Implemented data imputation strategies include:
- Median Imputation: Imputes missing values using the median of the column.
- Proximity Median: Imputes missing values based on a median within a window of dates for the same station.
- Zero Imputation: Specifically for precipitation, missing values are assumed to be days with no precipitation and are set to zero.
- Seasonal Median Imputation: For temperature columns, missing values are imputed using the median temperature for the station and month, providing a seasonally adjusted imputation.
Ensure you have Java 8 or 11 installed (needed for Apache Spark).
- Install the Python dependencies from the
requirements.txt
file:
pip install -r requirements.txt
- Download the GSOD Dataset: To access the GSOD dataset, download it from Google BigQuery.
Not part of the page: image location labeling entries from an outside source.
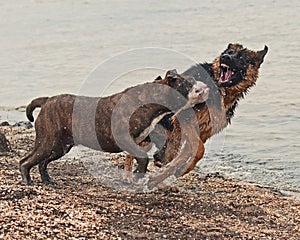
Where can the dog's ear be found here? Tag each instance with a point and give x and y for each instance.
(158, 78)
(261, 54)
(172, 75)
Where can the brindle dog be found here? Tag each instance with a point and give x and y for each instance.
(67, 120)
(229, 77)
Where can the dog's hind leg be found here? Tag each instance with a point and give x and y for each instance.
(142, 167)
(61, 148)
(35, 157)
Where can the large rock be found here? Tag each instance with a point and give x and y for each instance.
(4, 144)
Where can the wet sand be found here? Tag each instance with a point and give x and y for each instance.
(196, 207)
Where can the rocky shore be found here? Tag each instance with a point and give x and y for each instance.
(78, 207)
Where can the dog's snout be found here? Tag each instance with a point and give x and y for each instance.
(225, 57)
(200, 87)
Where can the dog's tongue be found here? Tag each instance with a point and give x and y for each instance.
(226, 76)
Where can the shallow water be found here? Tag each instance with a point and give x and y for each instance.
(50, 47)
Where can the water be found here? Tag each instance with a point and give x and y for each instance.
(50, 47)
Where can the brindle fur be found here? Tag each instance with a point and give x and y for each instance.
(58, 129)
(217, 112)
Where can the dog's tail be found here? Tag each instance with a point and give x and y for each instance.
(35, 103)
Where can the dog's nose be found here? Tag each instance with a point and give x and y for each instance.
(226, 57)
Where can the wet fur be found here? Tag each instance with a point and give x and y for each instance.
(218, 111)
(58, 129)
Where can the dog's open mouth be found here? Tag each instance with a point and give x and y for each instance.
(227, 74)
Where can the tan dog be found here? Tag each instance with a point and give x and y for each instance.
(233, 73)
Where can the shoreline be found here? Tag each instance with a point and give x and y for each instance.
(197, 206)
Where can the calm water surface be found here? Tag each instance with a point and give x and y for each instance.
(50, 47)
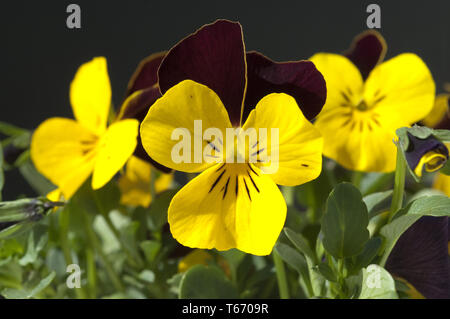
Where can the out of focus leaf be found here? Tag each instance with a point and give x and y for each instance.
(300, 243)
(28, 293)
(377, 283)
(378, 203)
(206, 282)
(367, 255)
(424, 206)
(2, 176)
(157, 213)
(150, 248)
(344, 224)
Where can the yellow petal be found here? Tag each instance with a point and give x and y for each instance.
(442, 183)
(55, 195)
(180, 106)
(229, 206)
(439, 111)
(344, 81)
(401, 90)
(64, 151)
(297, 157)
(114, 149)
(196, 257)
(357, 142)
(90, 95)
(358, 122)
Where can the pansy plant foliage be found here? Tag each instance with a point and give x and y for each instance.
(208, 79)
(369, 99)
(68, 151)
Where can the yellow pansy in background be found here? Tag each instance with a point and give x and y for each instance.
(68, 151)
(208, 77)
(368, 100)
(135, 184)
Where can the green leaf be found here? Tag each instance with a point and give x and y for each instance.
(368, 254)
(11, 293)
(300, 243)
(157, 214)
(294, 259)
(424, 206)
(2, 176)
(150, 249)
(378, 203)
(202, 282)
(344, 224)
(33, 249)
(377, 284)
(326, 271)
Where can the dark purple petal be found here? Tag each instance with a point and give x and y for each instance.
(146, 74)
(366, 51)
(299, 79)
(136, 106)
(418, 147)
(213, 56)
(421, 257)
(445, 122)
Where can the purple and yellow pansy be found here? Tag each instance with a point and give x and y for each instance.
(208, 76)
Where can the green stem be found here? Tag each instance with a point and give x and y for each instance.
(281, 276)
(135, 262)
(64, 241)
(288, 194)
(399, 185)
(97, 247)
(356, 178)
(378, 184)
(397, 196)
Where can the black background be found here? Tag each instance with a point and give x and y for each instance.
(40, 55)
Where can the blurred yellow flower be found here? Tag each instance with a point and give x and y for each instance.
(68, 151)
(135, 184)
(363, 109)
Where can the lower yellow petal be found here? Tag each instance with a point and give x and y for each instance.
(64, 151)
(114, 149)
(229, 206)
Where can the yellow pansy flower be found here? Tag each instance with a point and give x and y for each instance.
(68, 151)
(208, 77)
(368, 100)
(135, 184)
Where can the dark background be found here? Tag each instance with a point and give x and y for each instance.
(40, 55)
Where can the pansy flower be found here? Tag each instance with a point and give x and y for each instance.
(135, 184)
(142, 92)
(440, 118)
(208, 77)
(68, 151)
(428, 154)
(367, 100)
(420, 257)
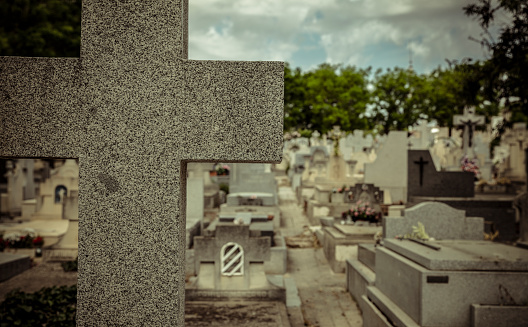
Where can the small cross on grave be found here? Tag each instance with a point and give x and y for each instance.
(232, 250)
(421, 163)
(134, 111)
(469, 120)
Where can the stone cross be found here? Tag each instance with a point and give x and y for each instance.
(421, 163)
(134, 111)
(469, 120)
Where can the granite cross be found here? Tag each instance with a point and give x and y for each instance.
(469, 120)
(421, 163)
(134, 111)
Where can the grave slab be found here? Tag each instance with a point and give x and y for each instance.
(440, 221)
(417, 290)
(463, 255)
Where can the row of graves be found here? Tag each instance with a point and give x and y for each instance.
(407, 171)
(240, 253)
(39, 206)
(432, 267)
The dataset contains approximately 4 million rows with numerous missing values, requiring comprehensive data imputation.
- Initialize PySpark Session: Start by initializing a Spark session.
- Load the Dataset: Load the GSOD dataset into a Spark DataFrame. Adjust the path to your dataset file accordingly.
- Data Preprocessing: Perform data cleaning and preprocessing steps to handle missing values and outliers.
- Feature Engineering: Execute feature selection and engineering to prepare the data for modeling.
- Model Training and Evaluation: Train regression and classification models. Evaluate the models using appropriate metrics.
- Visualization: Use Matplotlib and Seaborn for data distributions and model predictions.
- SHAP Analysis: Compute SHAP values for model interpretation.
This project is open source and available under the MIT License.